Mitt Romney never intended that the contributions he and his wife made to their church would become known when he disclosed financial information as the presumptive GOP nominee, he says, citing the disclosure of "personal" information as the reason behind his reluctance to release more.
"Our church doesn't publish how much people have given. This is done entirely privately," Romney said in an interview with Parade magazine, to be published Sunday. "One of the downsides of releasing one's ﬁnancial information is that this is now all public, but we had never intended our contributions to be known. It's a very personal thing between ourselves and our church."
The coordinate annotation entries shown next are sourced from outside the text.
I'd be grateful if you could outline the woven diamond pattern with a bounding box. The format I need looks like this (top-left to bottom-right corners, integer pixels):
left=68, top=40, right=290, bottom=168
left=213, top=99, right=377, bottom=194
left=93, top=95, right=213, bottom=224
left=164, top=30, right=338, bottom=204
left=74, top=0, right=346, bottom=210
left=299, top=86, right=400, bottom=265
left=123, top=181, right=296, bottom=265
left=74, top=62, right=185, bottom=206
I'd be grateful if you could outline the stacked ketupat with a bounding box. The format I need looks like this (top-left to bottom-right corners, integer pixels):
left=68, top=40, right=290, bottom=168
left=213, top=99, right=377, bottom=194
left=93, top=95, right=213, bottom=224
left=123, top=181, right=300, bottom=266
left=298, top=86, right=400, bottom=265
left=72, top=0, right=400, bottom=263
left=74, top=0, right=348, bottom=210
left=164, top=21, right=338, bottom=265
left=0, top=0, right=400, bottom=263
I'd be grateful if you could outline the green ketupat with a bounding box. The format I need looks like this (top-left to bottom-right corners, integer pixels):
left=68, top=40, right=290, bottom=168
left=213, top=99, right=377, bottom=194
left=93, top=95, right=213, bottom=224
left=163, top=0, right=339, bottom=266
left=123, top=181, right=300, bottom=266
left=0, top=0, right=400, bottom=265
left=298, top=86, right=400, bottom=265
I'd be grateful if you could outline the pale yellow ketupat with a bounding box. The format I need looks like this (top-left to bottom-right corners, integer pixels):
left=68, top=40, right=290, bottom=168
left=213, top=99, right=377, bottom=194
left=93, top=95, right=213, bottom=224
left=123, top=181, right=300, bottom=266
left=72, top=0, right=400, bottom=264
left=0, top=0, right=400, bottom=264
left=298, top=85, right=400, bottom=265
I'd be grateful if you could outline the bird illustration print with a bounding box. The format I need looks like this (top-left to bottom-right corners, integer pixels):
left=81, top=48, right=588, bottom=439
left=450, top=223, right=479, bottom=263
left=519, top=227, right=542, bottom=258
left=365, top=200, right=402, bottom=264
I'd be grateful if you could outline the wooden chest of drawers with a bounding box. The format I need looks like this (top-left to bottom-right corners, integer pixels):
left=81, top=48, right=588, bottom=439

Romney has been reluctant to release financial information throughout his political career. In the presidential election, his financial disclosures have been scanter than his rivals or recent presidential hopefuls. He has only released one -- by some accounts, incomplete -- year of tax returns, for 2010, and has pledged to release a second, for 2011, before the election (so far, he has released a summary). President Obama and Vice President Joe Biden have released twelve years of tax returns each. Since the 1980 election, only Sen. John McCain (R-Ariz.) released two years of returns, while all other major party candidates released at least five.
Romney has refused to release more years of tax returns despite bipartisan calls for him to do so. His father, when running for president in 1968, released 12 years of tax returns. His father was also, of course, a Mormon.